Ensuite, on a constaté dans de nombreuses régions de Suisse, et encore plus en Suisse romande, pas mal de problèmes dus au fait d'un sous-entretien ces dernières années. C'est pour cela que nous avons trouvé parfaitement justifiée l'augmentation du crédit-cadre de 1,168 milliard de francs à 14,4 milliards au total.
Nous remarquons aussi, toujours dans la même logique, que les contributions d'investissement pour des installations privées de transport de marchandises, de 300 millions de francs, sont un montant tout à fait raisonnable par rapport aux enjeux.
La Commission des finances remarque également que, en gros, 11,5 milliards de francs concernent des renouvellements de contributions d'investissement sous des formes diverses, y compris les exigences dues au trafic.
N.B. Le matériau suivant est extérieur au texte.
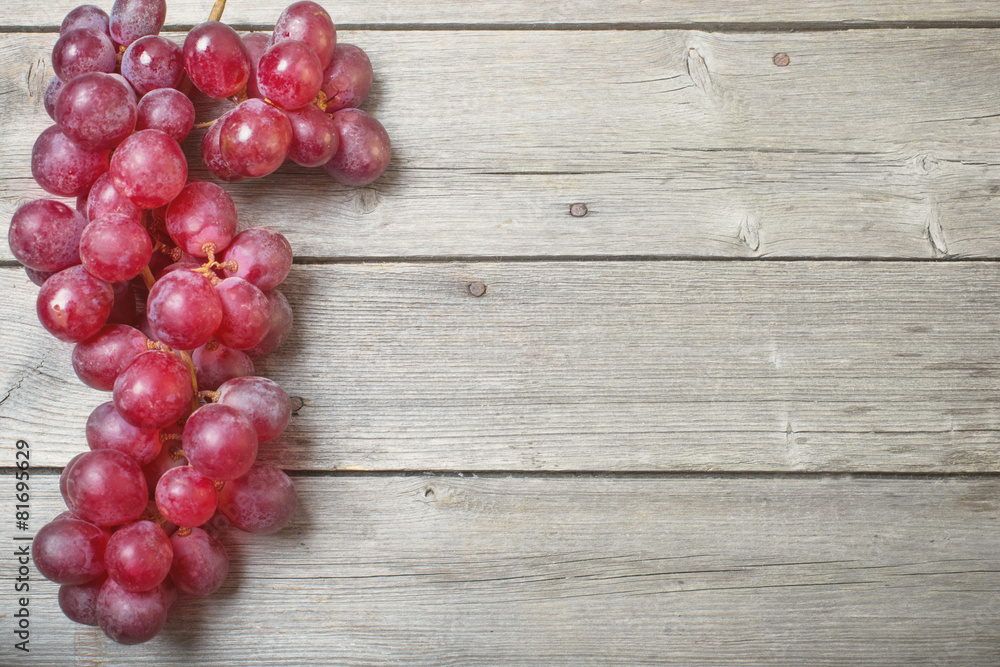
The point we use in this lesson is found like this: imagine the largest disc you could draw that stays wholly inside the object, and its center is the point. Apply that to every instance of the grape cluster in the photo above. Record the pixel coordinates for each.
(165, 301)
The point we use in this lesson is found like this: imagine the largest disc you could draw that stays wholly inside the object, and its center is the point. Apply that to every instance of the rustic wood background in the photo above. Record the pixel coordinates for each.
(742, 412)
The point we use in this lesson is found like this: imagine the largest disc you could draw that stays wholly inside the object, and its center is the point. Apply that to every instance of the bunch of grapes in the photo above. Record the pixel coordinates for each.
(166, 303)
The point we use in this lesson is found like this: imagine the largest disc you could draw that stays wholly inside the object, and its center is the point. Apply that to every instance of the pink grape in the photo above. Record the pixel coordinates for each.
(216, 60)
(263, 257)
(63, 168)
(262, 401)
(153, 62)
(138, 556)
(149, 168)
(255, 138)
(202, 213)
(289, 74)
(130, 618)
(220, 442)
(44, 235)
(132, 19)
(69, 551)
(85, 16)
(168, 110)
(220, 364)
(107, 430)
(280, 323)
(186, 497)
(96, 111)
(261, 501)
(200, 563)
(105, 200)
(83, 50)
(347, 80)
(184, 309)
(364, 151)
(314, 136)
(154, 391)
(244, 314)
(79, 601)
(308, 22)
(73, 305)
(115, 248)
(98, 361)
(256, 43)
(107, 488)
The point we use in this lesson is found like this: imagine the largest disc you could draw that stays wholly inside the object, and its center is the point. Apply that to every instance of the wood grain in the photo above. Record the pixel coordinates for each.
(741, 366)
(548, 12)
(874, 144)
(698, 571)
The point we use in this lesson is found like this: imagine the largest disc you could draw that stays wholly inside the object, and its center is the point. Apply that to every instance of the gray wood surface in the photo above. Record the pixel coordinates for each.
(869, 143)
(689, 571)
(601, 366)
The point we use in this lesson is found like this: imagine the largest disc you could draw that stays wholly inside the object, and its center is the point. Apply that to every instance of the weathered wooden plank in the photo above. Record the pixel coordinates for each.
(548, 12)
(600, 366)
(448, 570)
(869, 144)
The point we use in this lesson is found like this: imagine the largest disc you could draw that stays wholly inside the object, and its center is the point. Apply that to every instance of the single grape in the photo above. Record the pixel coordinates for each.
(63, 168)
(184, 309)
(85, 16)
(98, 361)
(44, 235)
(347, 80)
(308, 22)
(107, 430)
(255, 138)
(105, 200)
(79, 601)
(364, 150)
(202, 213)
(314, 136)
(149, 168)
(96, 111)
(220, 442)
(215, 366)
(289, 74)
(83, 50)
(132, 19)
(73, 305)
(138, 556)
(153, 62)
(186, 497)
(69, 551)
(216, 60)
(167, 110)
(256, 43)
(154, 391)
(211, 152)
(244, 314)
(107, 488)
(130, 618)
(262, 401)
(279, 315)
(114, 248)
(200, 563)
(262, 501)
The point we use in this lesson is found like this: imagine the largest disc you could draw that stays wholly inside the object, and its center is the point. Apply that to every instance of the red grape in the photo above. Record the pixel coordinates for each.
(262, 401)
(149, 168)
(262, 501)
(73, 305)
(44, 235)
(154, 391)
(99, 360)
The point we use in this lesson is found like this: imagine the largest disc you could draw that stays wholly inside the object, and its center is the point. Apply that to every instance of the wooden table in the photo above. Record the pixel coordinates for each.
(729, 397)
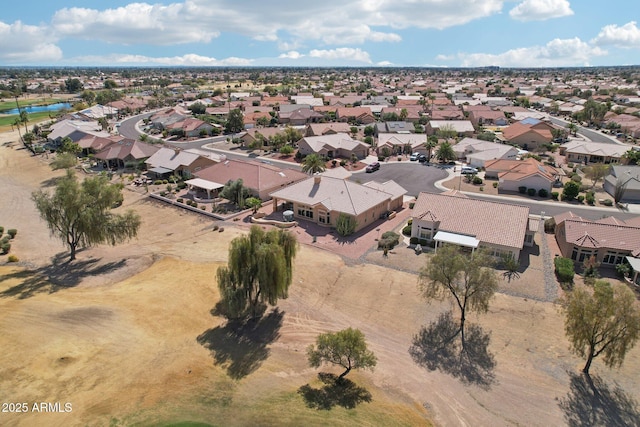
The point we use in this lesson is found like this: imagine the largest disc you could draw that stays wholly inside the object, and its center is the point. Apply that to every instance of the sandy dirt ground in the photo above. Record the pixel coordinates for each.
(122, 339)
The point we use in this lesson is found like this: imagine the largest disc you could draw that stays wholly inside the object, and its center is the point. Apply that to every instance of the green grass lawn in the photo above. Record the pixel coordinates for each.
(6, 121)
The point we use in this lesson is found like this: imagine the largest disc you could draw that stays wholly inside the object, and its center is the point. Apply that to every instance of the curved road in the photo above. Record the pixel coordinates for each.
(416, 177)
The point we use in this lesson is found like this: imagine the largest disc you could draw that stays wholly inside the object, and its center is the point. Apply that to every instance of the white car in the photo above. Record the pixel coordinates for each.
(468, 170)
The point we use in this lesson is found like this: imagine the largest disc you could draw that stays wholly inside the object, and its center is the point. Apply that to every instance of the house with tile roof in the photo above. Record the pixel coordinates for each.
(513, 174)
(462, 127)
(579, 151)
(126, 152)
(454, 218)
(609, 239)
(260, 178)
(339, 145)
(529, 134)
(398, 143)
(478, 153)
(322, 199)
(174, 161)
(317, 129)
(626, 176)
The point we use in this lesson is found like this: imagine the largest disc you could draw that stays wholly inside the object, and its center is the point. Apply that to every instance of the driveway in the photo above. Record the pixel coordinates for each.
(412, 176)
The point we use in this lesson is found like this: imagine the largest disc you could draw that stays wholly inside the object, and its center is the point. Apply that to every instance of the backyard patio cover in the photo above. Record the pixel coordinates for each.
(456, 239)
(204, 184)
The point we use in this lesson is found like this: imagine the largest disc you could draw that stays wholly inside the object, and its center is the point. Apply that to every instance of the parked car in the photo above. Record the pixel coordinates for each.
(468, 170)
(372, 167)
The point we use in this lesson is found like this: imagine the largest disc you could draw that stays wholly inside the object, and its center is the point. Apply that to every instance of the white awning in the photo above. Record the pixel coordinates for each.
(634, 262)
(204, 184)
(456, 239)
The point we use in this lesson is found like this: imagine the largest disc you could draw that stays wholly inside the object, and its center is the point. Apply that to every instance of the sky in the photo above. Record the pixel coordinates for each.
(331, 33)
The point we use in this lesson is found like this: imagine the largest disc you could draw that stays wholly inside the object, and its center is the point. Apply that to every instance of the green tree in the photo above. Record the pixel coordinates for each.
(68, 146)
(346, 348)
(313, 163)
(467, 278)
(235, 121)
(346, 224)
(432, 142)
(605, 322)
(571, 190)
(511, 267)
(259, 271)
(445, 152)
(254, 203)
(235, 192)
(80, 214)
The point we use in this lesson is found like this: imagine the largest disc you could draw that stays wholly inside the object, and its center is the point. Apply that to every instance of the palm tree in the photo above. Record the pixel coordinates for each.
(511, 266)
(445, 152)
(313, 163)
(432, 142)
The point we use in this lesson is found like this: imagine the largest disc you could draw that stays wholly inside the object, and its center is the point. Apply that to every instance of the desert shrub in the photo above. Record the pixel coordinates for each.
(564, 269)
(550, 226)
(389, 240)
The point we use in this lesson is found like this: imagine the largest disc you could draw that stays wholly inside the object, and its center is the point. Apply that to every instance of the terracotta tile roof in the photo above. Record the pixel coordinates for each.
(602, 235)
(491, 222)
(334, 194)
(255, 175)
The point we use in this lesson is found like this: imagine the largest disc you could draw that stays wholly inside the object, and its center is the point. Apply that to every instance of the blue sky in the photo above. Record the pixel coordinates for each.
(433, 33)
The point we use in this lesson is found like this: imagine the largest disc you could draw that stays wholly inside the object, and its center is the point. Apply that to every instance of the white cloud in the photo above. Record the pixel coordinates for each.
(334, 22)
(291, 55)
(135, 23)
(627, 36)
(540, 10)
(27, 44)
(187, 60)
(556, 53)
(341, 53)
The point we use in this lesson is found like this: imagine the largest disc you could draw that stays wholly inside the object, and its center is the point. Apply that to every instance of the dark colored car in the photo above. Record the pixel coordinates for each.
(372, 167)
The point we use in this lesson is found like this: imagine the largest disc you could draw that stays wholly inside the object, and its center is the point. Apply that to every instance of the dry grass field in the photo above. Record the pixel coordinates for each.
(126, 335)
Je ne vais pas faire le détail parce qu'il y en aurait pour beaucoup plus de cinq minutes. Il y a également 2,1 milliards de francs d'indemnités d'exploitation et 484 millions de divers.
Nous remarquons également que le fonds d'infrastructure est approvisionné par diverses taxes qui ont été votées par le peuple et les cantons dans leur affectation, que de l'ordre de 500 à 600 millions de francs sont maintenant fournis par les cantons et que la Confédération, par son budget direct, finance à peu près la moitié de ce fonds. Est-ce que cela est pour autant une raison pour essayer de couper, comme le propose la minorité Giezendanner de la CTT? En Commission des finances, nous n'avons eu ni ce genre de proposition, ni ce genre de raisonnement, pour deux raisons.
Nous avons suivi de très près tout le programme Covid-19 et nous savons que l'endettement de la Suisse, à la fin de l'exercice, sera inférieur à 40 pour cent du PIB au sens des critères de Maastricht, ce qu'aucun pays de l'Union européenne ne tiendra, à l'exception de la Suède - mais c'est un cas très particulier.
Ces pays ont un endettement beaucoup plus élevé. Nous pensons donc que ce risque ne mérite pas qu'on fasse des coupes au petit bonheur la chance.
Ce que nous venons de voter dans le programme de la législature va explicitement dans le sens de ne pas faire ces coupes, ce qui nous renforce dans la conviction que cet amendement est inadéquat. Nous vous proposons donc de voter le crédit tel quel.